Before it is too late, mariner’s fantasy must begin. Imagine the power of a United Continents of America. Imagine an economy that stretches from Wainwright on the Arctic Sea to Tierra del Fuego on the Drake Passage; an economy using the same currency and modern trading concepts that unify nations as partners and not as competitors.

Instead of immigration brutality at our border, pay the tickets for the brown people to go back to their country and help them establish a shared economy that will eliminate massive immigration in the first place.

Mariner fantasizes.

Ancient Mariner

China is an Enigma

Vaguely, mariner remembers a children’s story about an ogre that was so big no matter what he did, it caused a disaster. A sneeze would wipe out several homes; a snore would have the effect of an earthquake, etc. So it is with China.

China has the national size to pursue Uighur-Muslim genocide in the southwest, nation killing in Hong Kong, worldwide espionage on the internet and bullying the South Pacific in the southeast. China’s strategy in world trade is similar to US private equity – outright ownership.

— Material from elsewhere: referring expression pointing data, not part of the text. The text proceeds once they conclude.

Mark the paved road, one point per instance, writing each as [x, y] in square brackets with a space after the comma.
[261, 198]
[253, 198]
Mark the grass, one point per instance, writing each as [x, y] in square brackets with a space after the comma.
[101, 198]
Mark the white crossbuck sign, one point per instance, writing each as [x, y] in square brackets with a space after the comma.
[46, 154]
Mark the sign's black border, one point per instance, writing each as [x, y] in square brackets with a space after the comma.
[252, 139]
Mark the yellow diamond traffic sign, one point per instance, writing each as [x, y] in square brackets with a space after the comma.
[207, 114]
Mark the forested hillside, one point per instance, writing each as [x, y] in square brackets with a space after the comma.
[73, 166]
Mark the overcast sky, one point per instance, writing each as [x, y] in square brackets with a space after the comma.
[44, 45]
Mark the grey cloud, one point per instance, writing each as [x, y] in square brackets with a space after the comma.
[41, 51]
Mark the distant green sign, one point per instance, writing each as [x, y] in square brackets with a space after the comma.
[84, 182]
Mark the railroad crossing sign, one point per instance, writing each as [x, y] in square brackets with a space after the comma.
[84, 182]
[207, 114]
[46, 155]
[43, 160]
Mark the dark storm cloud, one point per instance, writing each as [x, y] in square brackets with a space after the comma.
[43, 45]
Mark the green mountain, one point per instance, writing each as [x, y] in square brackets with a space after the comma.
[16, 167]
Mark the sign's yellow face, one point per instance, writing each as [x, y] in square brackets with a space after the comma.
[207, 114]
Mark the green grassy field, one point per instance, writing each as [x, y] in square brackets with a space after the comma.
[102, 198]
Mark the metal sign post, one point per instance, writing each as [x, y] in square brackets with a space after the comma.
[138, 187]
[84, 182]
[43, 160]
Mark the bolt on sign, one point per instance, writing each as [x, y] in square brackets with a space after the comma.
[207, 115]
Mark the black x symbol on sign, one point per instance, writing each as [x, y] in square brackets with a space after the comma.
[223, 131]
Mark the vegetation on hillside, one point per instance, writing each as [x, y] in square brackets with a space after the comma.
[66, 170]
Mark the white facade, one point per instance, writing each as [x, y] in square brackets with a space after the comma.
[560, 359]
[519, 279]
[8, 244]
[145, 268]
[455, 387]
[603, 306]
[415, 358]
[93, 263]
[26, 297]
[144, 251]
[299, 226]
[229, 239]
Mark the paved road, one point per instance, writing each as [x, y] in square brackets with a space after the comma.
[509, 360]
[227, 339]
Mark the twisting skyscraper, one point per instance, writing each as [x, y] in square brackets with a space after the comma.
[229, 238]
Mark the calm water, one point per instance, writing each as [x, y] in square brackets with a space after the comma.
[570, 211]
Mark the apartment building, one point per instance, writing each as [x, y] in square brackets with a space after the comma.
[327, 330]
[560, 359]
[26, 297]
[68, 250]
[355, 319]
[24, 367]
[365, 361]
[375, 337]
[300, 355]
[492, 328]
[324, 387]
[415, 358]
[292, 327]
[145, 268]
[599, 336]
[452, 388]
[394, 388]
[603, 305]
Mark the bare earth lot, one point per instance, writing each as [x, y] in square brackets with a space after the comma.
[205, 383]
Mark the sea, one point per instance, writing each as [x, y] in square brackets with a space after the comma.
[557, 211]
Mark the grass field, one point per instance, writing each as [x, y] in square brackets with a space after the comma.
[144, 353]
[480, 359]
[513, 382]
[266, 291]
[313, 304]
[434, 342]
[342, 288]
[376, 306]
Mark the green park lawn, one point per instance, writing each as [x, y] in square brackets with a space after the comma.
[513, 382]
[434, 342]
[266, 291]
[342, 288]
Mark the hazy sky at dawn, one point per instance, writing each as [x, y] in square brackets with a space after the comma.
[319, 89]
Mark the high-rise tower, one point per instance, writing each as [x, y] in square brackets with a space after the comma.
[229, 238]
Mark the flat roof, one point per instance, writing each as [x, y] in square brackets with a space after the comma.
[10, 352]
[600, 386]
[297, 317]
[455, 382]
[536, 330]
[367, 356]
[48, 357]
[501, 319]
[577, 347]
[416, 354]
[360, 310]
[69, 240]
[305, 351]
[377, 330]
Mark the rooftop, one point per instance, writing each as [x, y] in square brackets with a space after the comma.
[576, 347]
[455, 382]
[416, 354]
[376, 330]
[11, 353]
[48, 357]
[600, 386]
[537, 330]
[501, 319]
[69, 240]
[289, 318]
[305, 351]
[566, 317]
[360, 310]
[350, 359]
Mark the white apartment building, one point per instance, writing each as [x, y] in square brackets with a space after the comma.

Nevertheless, China has its own interior issues just like the United States. Its population is restless; there are severe labor shortages; the political oppression of Peng Shuai (tennis) hints at unstable human rights management. So it may be interesting to get democratic boogeyman George Soros’ opinion on China:

— SOROS BETS ON XI’S UNRAVELING: Billionaire investor and philanthropist GEORGE SOROS said in a speech Monday at the Hoover Institution that Chinese Xi is threatened by internal dissent. Soros said that’s fueled by financial system stresses, demographic challenges and the mounting social and economic costs of Xi’s “zero-Covid strategy.” “Xi Jinping has many enemies … [and] there is a fight brewing within the CCP,” Soros said.

Still, a hiccup in China is similar to an eruption of the Tonga volcano.

The reason that China has any offense at all on the world stage is because Xi Jingpin doesn’t have a nationally elected Congress; he has an obedient, internally selected national congress.

Mariner’s perception of good or bad relations with China is that China is that storybook large ogre where anything is capable of global disruption.

A new twist is the mutual crying shoulder relationship between Russia and China over the West – especially the United States. Both nations have identical confrontations with the West: Ukraine, Taiwan, trade balances, embargos and global leadership competition; not to mention the competition for communication dominance. What should concern the west is the lack of government elasticity in authoritarian nations. Like bullies, tension has a break point driven by just a very few individuals, e.g., Donald. Subtlety is not available; fair is not a win.